Afghanistan’s Taliban interim government has imposed a new ban on women’s medical education. According to the analysis, the ban will have a serious impact on the Afghan health care system, and will leave Afghanistan facing a serious shortage of female doctors, nurses and midwives.
According to the latest ban by Afghanistan’s Taliban interim government, all Afghan women are prohibited from studying medicine or doing any work related to medicine.
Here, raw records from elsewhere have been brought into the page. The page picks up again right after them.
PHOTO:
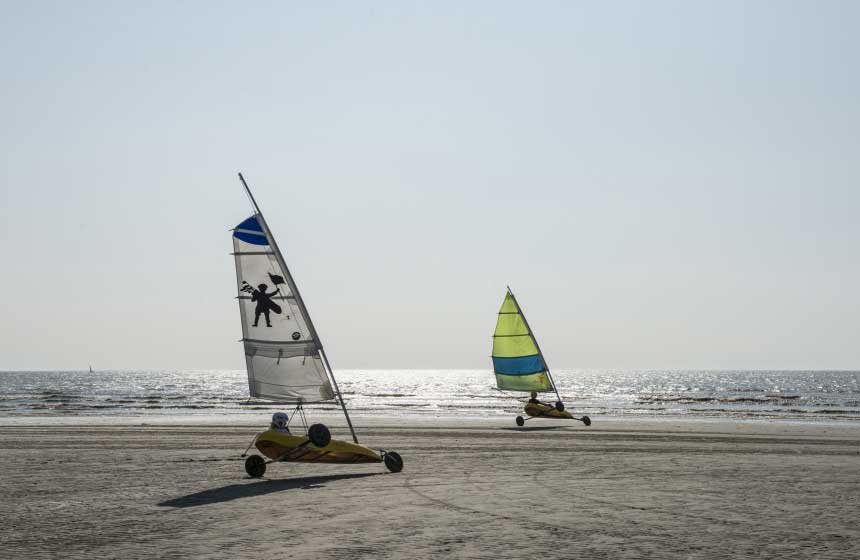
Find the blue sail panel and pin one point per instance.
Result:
(523, 365)
(247, 232)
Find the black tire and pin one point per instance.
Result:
(393, 461)
(319, 435)
(255, 466)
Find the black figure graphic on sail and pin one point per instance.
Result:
(265, 305)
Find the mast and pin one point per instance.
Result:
(534, 338)
(301, 303)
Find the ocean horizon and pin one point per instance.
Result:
(789, 395)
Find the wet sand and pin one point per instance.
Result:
(620, 489)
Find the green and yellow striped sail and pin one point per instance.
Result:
(516, 361)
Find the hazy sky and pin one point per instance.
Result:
(663, 184)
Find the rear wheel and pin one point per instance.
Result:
(393, 461)
(255, 466)
(319, 435)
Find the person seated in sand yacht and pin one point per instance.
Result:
(280, 421)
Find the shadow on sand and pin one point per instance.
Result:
(236, 491)
(534, 428)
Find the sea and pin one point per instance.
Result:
(188, 396)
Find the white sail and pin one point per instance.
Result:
(282, 350)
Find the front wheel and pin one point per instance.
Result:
(393, 461)
(255, 466)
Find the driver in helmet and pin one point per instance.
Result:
(280, 421)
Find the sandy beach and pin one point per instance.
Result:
(620, 489)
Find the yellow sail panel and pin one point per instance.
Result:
(513, 346)
(510, 324)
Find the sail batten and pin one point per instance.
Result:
(517, 361)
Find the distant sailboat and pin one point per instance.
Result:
(519, 364)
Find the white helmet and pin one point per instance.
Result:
(280, 420)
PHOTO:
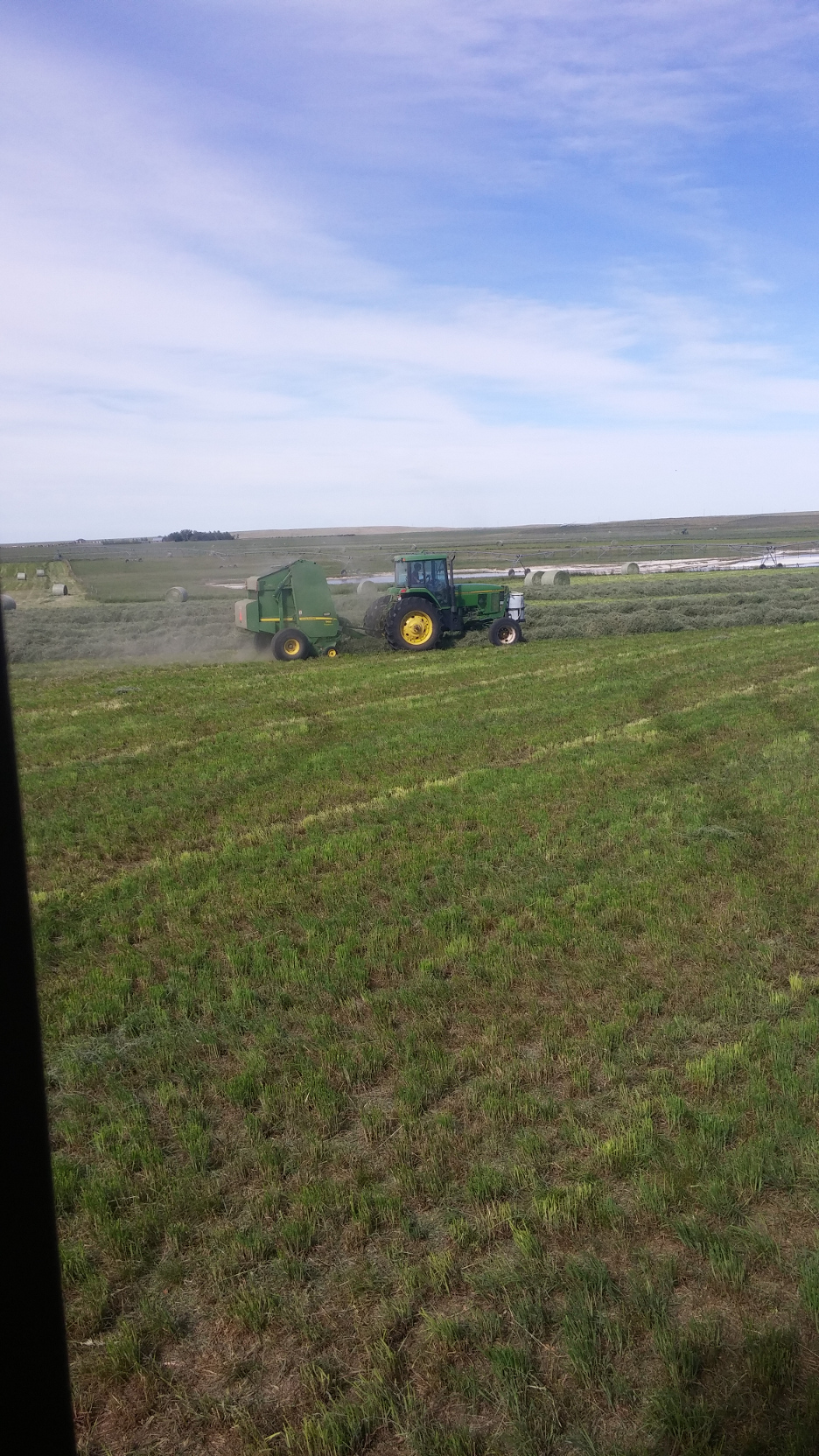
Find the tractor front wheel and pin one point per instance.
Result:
(505, 633)
(413, 625)
(290, 645)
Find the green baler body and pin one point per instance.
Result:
(293, 596)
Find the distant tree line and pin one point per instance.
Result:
(199, 536)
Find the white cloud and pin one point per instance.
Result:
(186, 342)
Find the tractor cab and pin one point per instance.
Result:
(430, 576)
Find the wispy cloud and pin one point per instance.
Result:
(188, 332)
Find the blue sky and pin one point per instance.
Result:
(308, 262)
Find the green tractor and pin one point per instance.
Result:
(426, 602)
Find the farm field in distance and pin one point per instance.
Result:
(433, 1044)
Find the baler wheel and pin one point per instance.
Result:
(505, 633)
(290, 645)
(413, 625)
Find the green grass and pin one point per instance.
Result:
(135, 625)
(433, 1046)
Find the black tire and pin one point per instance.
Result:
(290, 645)
(407, 635)
(505, 633)
(374, 616)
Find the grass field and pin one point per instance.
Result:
(433, 1046)
(591, 606)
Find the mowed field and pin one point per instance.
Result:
(433, 1046)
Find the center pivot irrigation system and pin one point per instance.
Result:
(291, 609)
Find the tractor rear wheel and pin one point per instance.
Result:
(505, 633)
(374, 616)
(289, 645)
(413, 625)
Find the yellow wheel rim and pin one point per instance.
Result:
(417, 628)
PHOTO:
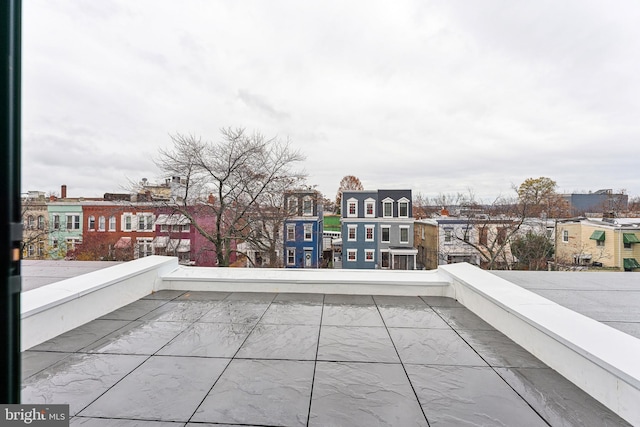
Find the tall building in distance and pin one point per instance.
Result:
(377, 230)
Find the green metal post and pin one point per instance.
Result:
(10, 221)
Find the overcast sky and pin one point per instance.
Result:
(439, 97)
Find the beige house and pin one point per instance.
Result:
(609, 242)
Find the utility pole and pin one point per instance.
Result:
(10, 221)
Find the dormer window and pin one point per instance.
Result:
(403, 208)
(352, 208)
(387, 208)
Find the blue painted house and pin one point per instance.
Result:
(377, 230)
(303, 229)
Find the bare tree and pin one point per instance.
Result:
(225, 184)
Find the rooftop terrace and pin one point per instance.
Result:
(317, 356)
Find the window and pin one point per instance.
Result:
(144, 247)
(369, 209)
(369, 255)
(73, 222)
(448, 235)
(385, 234)
(293, 205)
(307, 206)
(352, 232)
(352, 207)
(387, 208)
(404, 234)
(368, 233)
(403, 208)
(127, 222)
(385, 260)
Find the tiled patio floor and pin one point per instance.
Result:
(203, 358)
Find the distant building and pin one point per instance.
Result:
(377, 230)
(609, 242)
(600, 201)
(303, 229)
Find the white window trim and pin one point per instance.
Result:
(355, 233)
(373, 208)
(384, 203)
(404, 227)
(388, 227)
(401, 201)
(373, 255)
(355, 214)
(373, 233)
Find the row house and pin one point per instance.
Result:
(607, 242)
(303, 229)
(377, 230)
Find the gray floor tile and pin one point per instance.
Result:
(202, 296)
(82, 336)
(433, 347)
(462, 318)
(291, 313)
(135, 310)
(180, 311)
(463, 395)
(208, 340)
(348, 299)
(356, 344)
(234, 311)
(412, 317)
(363, 394)
(498, 350)
(351, 315)
(163, 388)
(294, 342)
(262, 392)
(35, 361)
(113, 422)
(559, 401)
(138, 338)
(78, 379)
(165, 294)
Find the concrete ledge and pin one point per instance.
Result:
(51, 310)
(351, 282)
(597, 358)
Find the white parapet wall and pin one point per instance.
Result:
(51, 310)
(601, 360)
(323, 281)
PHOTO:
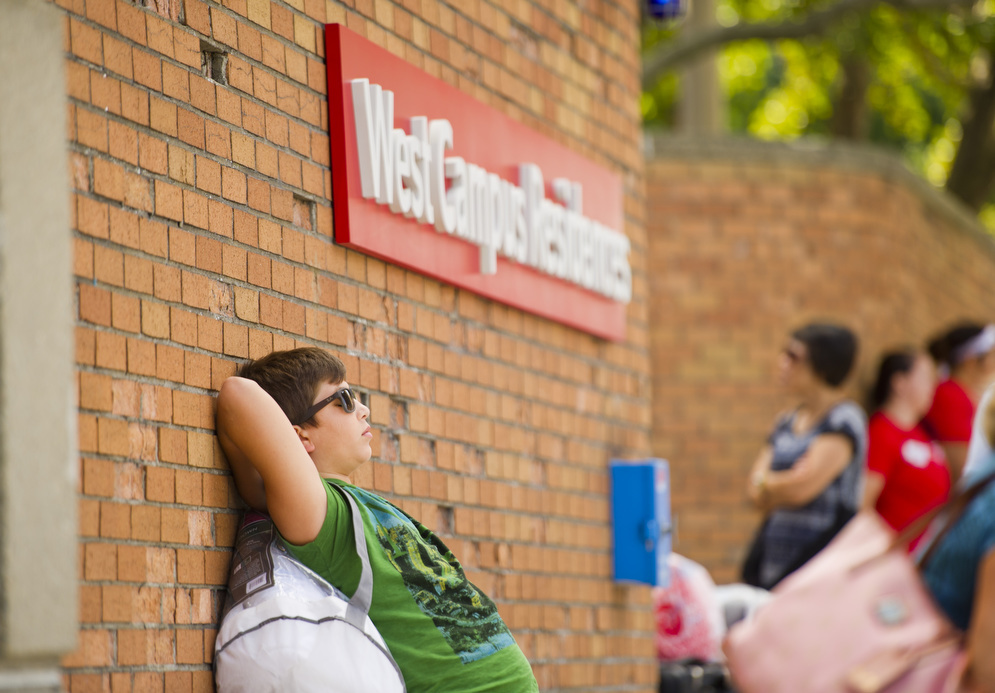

If the latest ban is fully implemented, United Nations officials say it will have a serious negative impact on the current Afghan health system.
Shamdasani, spokesman for the UN Human Rights Office:This measure, which is highly discriminatory and short-sighted and endangers the lives of women and girls, will significantly reduce the already insufficient number of female midwives, nurses and doctors in Afghanistan.
A Taliban health ministry official said they had received a directive from the Taliban’s top leadership in recent days and that the directive had been sent to medical schools and medical institutions across the country.
The UN official further said that Afghanistan’s health care system is already very fragile, and there is an urgent need for tens of thousands of female doctors, medical staff and midwives, and urged the Taliban authorities to immediately withdraw the directive.
Shamdasani, spokesman for the UN Human Rights Office:We urge the de facto authorities in Afghanistan, who have actual authority and responsibility for the well-being and security of the entire population, to rescind this harmful directive.
The latest ban by Afghanistan’s interim Taliban government has raised concerns. Organizations and institutions, including the United Nations and the Organization of Islamic Cooperation, have urged the interim Taliban government to reconsider the ban to avoid a crisis in Afghanistan’s public health services.